İNGİLTERE: Köpeklere çip takılması zorunlu. Barınağa gelen hayvanın sahibine ulaşılmaya çalışılıyor, ancak bir hafta içinde bu sağlanamazsa hayvan uyutuluyor.

Avrupa’daki sokak hayvanları sorununun çözümüne ilişkin olarak pek çok ülke Toplumsal Farkındalık ve Eğitim Programları ile toplumsal farkındalığı artırmayı amaçlıyor. Böylece sokak hayvanlarıyla ilgili eğitim programları düzenleniyor, insanların sorunun kökenlerini anlamaları ve hayvanlara daha iyi bakmaları için çaba harcanıyor. Yasalar sokak hayvanlarının kötü muamele görmesini önlemeye çalışıyor, hayvan barınakları ile sokak hayvanlarının yaşam koşulları denetleniyor.

Başıboş, saldırgan, canavar…

Sokak köpeklerinin “başıboş” ve “saldırgan” olduğu vurgulanarak kamuoyunda köpekler için olumsuz algı yaratılmaya çalışılıyor. Hayvanların bir insana veya çocuğa zarar verdiği durumlarda sosyal medyada kullanılan görseller son derece rahatsız edici. “Uyutmak” sözcüğü ise hayvanseverlere göre yapılacak katliamı gizleme amacına yönelik. “Biz çocuğumuzu uyuturuz, ama bu köpekler uyutulduklarında bir daha uyanmayacaklar” diyorlar.

Peki ne yapmalı?

Bu ülke vatandaşları yüzyıllardır sokak hayvanlarıyla birlikte yaşıyor ve bunu kaybetmek istemiyor. Metrolarda kart okutulan yerlere oturup denetim yapan, ATM’lere kıvrılıp yatan kedilere alıştık. Sokak köpeklerinin başını okşamayı, yemeğimizi onlarla paylaşmayı seviyoruz. Bu ülke ikinci bir Hayırsızada vakası yaşamak istemiyor. Kaldı ki sokak köpeklerinin toplanıp barınaklara kapatılması hatta uyutulmasının sorunu çözmeyeceği önceki deneyimlerden biliniyor. Korumak istediğimiz çocukların mahallelerindeki köpeğin öldürülmesinden dolayı duygusal olarak zarar görme ihtimali çok yüksek. Üstelik çözüm için yaşatmayı değil de öldürmeyi seçersek onlara nasıl bir mesaj vereceğimizi düşünmemiz gerekiyor.
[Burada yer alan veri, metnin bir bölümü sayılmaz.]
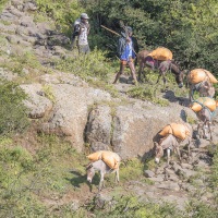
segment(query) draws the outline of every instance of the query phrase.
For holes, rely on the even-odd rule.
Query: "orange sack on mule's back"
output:
[[[168,48],[165,48],[165,47],[158,47],[157,49],[148,53],[148,56],[160,61],[172,60],[172,52]]]
[[[172,134],[180,140],[185,140],[186,136],[190,136],[190,130],[182,123],[171,123],[166,125],[162,131],[159,133],[161,136]]]
[[[101,154],[104,150],[98,150],[96,153],[93,153],[88,156],[86,156],[90,161],[97,161],[101,159]]]
[[[197,102],[198,101],[198,102]],[[215,111],[217,108],[217,101],[209,97],[201,97],[191,105],[191,109],[195,112],[202,110],[202,105],[206,106],[210,111]]]
[[[101,154],[101,160],[111,169],[117,169],[120,165],[120,156],[112,152],[104,152]]]
[[[217,78],[205,69],[194,69],[189,73],[187,77],[192,84],[201,83],[207,77],[209,77],[210,83],[218,83]]]

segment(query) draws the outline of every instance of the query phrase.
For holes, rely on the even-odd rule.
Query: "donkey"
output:
[[[196,112],[196,116],[199,120],[199,122],[197,124],[197,133],[198,133],[199,137],[207,138],[206,132],[208,132],[209,135],[210,135],[210,140],[213,141],[211,126],[210,125],[211,125],[213,119],[215,118],[217,112],[218,112],[218,108],[214,112],[211,112],[209,110],[209,108],[207,108],[204,105],[203,105],[202,109],[198,112]],[[201,133],[199,133],[199,130],[201,130]]]
[[[180,162],[182,161],[181,159],[181,154],[180,154],[180,143],[175,138],[175,136],[169,134],[166,137],[161,138],[159,143],[155,142],[156,148],[155,148],[155,162],[159,164],[160,158],[164,156],[164,150],[167,149],[167,166],[170,164],[170,152],[172,149],[175,149]]]
[[[86,173],[87,173],[87,181],[92,183],[93,178],[95,175],[96,171],[100,171],[100,182],[98,185],[98,191],[101,191],[102,187],[105,187],[104,177],[106,173],[113,173],[116,172],[116,182],[119,183],[119,167],[117,169],[110,169],[102,160],[97,160],[95,162],[90,162],[86,167]]]
[[[187,80],[187,84],[190,87],[190,101],[194,100],[194,93],[199,92],[201,97],[214,97],[215,96],[215,87],[213,86],[213,83],[209,80],[205,80],[197,84],[192,84]]]
[[[193,134],[193,130],[192,126],[190,124],[187,124],[187,128],[190,130],[191,135],[187,136],[185,140],[187,140],[187,156],[190,158],[190,145],[191,145],[191,140],[192,140],[192,134]],[[169,166],[170,162],[170,153],[172,149],[174,149],[178,154],[179,160],[180,162],[182,161],[181,159],[181,154],[180,154],[180,144],[183,141],[180,138],[177,138],[175,136],[173,136],[172,134],[169,134],[165,137],[162,137],[160,140],[159,143],[155,142],[155,162],[159,164],[160,158],[164,156],[164,150],[167,149],[167,166]]]
[[[157,83],[159,83],[160,77],[162,76],[164,86],[166,87],[167,78],[166,73],[168,71],[171,71],[175,76],[175,82],[178,86],[181,88],[183,87],[183,71],[180,71],[179,66],[174,63],[174,61],[166,60],[166,61],[159,61],[156,59],[153,59],[153,57],[148,56],[150,51],[143,50],[137,53],[137,60],[140,64],[138,69],[138,81],[141,81],[141,75],[144,75],[144,68],[150,68],[154,70],[159,70],[159,76],[157,78]],[[145,75],[144,75],[145,76]]]

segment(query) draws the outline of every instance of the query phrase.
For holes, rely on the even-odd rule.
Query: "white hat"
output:
[[[81,14],[81,19],[89,19],[88,15],[86,13],[82,13]]]

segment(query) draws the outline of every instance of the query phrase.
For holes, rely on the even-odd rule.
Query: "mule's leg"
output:
[[[144,63],[141,61],[140,62],[140,69],[138,69],[138,72],[137,72],[138,81],[141,81],[141,76],[142,76],[143,71],[144,71]]]
[[[125,65],[121,62],[120,63],[120,71],[117,73],[116,80],[113,81],[112,84],[116,84],[118,82],[118,80],[120,78],[120,75],[124,72],[124,70],[125,70]]]
[[[211,122],[208,122],[208,130],[210,134],[210,140],[213,141],[213,135],[211,135]]]
[[[137,85],[137,78],[136,78],[136,75],[135,75],[135,65],[133,63],[133,61],[129,61],[129,66],[130,66],[130,70],[131,70],[131,74],[132,74],[132,77],[135,82],[135,85]]]
[[[199,132],[201,131],[201,132]],[[202,138],[202,131],[203,131],[203,126],[201,124],[201,122],[197,124],[197,134],[199,135],[199,138]]]
[[[116,183],[120,182],[119,168],[116,170]]]
[[[159,75],[158,75],[158,78],[157,78],[157,82],[156,82],[156,84],[158,84],[158,83],[159,83],[159,81],[160,81],[160,77],[161,77],[161,72],[159,72]]]
[[[181,154],[180,154],[180,148],[179,148],[179,146],[175,146],[175,152],[177,152],[177,154],[178,154],[180,164],[182,164],[182,158],[181,158]]]
[[[100,173],[100,182],[99,182],[99,186],[98,186],[98,191],[99,191],[99,192],[102,190],[102,187],[105,187],[104,177],[105,177],[105,173],[101,172],[101,173]]]
[[[170,148],[167,148],[167,166],[170,165]]]

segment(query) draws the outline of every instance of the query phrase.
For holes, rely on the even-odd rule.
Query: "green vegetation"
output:
[[[0,2],[0,13],[1,13],[2,10],[4,9],[7,2],[8,2],[8,0],[1,0],[1,2]]]
[[[12,82],[0,83],[0,135],[11,135],[24,132],[29,121],[23,100],[24,92]]]
[[[88,56],[58,60],[56,69],[78,75],[85,81],[95,77],[107,81],[109,73],[111,73],[111,66],[105,56],[106,52],[94,49]]]
[[[0,11],[7,2],[1,0]],[[218,4],[215,0],[36,0],[36,2],[39,11],[33,12],[34,21],[55,21],[53,28],[69,36],[72,23],[82,12],[88,13],[92,25],[89,36],[92,52],[82,57],[72,52],[69,58],[55,60],[55,68],[77,75],[93,87],[109,92],[113,97],[118,97],[119,93],[109,80],[119,69],[114,56],[118,38],[101,29],[99,25],[104,24],[120,32],[119,20],[133,26],[141,49],[166,46],[173,51],[174,59],[180,61],[183,69],[206,68],[218,76],[216,50]],[[7,44],[5,37],[0,36],[0,47],[7,47]],[[1,61],[0,66],[16,73],[25,82],[28,80],[33,82],[34,72],[41,74],[52,71],[41,66],[31,51],[20,49],[20,52],[7,56],[5,49],[2,49],[0,55],[7,58]],[[26,75],[25,72],[29,74]],[[175,87],[172,75],[168,74],[167,77],[169,89],[174,95],[186,95],[184,90]],[[148,83],[146,81],[146,84],[131,88],[128,95],[168,106],[169,101],[160,94],[161,82],[157,86],[149,84],[157,80],[157,74],[147,72],[147,78]],[[52,86],[45,85],[43,89],[46,96],[56,102]],[[114,174],[106,177],[106,185],[114,187],[114,198],[110,205],[105,204],[98,208],[94,198],[75,211],[72,208],[72,201],[78,195],[86,195],[88,190],[84,168],[87,158],[83,153],[76,153],[63,138],[29,130],[31,122],[26,116],[28,111],[23,104],[25,99],[26,95],[19,84],[0,82],[0,217],[218,217],[217,209],[213,206],[213,203],[216,203],[215,205],[218,203],[217,149],[211,152],[209,189],[215,195],[215,198],[211,197],[211,204],[194,198],[189,202],[184,211],[181,211],[173,204],[142,202],[133,194],[123,194],[125,192],[123,186],[131,180],[136,179],[153,185],[153,182],[143,177],[143,171],[155,168],[154,159],[142,162],[135,158],[122,162],[119,186],[114,184]],[[116,104],[126,102],[121,100],[114,105],[105,104],[111,107],[111,116],[114,116]],[[187,121],[194,123],[189,117]],[[89,150],[88,144],[85,147]],[[95,189],[98,182],[99,177],[96,175]]]
[[[72,32],[73,22],[84,11],[78,1],[75,0],[36,0],[36,2],[38,12],[41,13],[41,15],[36,14],[36,20],[44,21],[43,17],[48,16],[55,21],[56,28],[69,35]]]
[[[157,88],[155,86],[149,89],[147,86],[133,87],[128,92],[128,94],[133,98],[149,100],[164,107],[169,105],[168,100],[157,96]]]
Geçmişte yapılan hataları yapmadan, hayvan derneklerinin görüşünü alarak onlarla işbirliği içinde ilerlemek ve bu konuda seferberlik başlatmak belki de en doğrusu. İnsanı ve hayvanıyla refah içinde özgürce ve güvende yaşamayı hak ediyoruz, oysa emekliler de sokakta, hayvanseverler de… Bu iki grubun da sokakta olmasının sebebi aynı: Sistemsizlik, yanlış politikalar, sorumsuzluk, liyakatsızlık ve yaşamı öncelemeyen düşünce tarzı.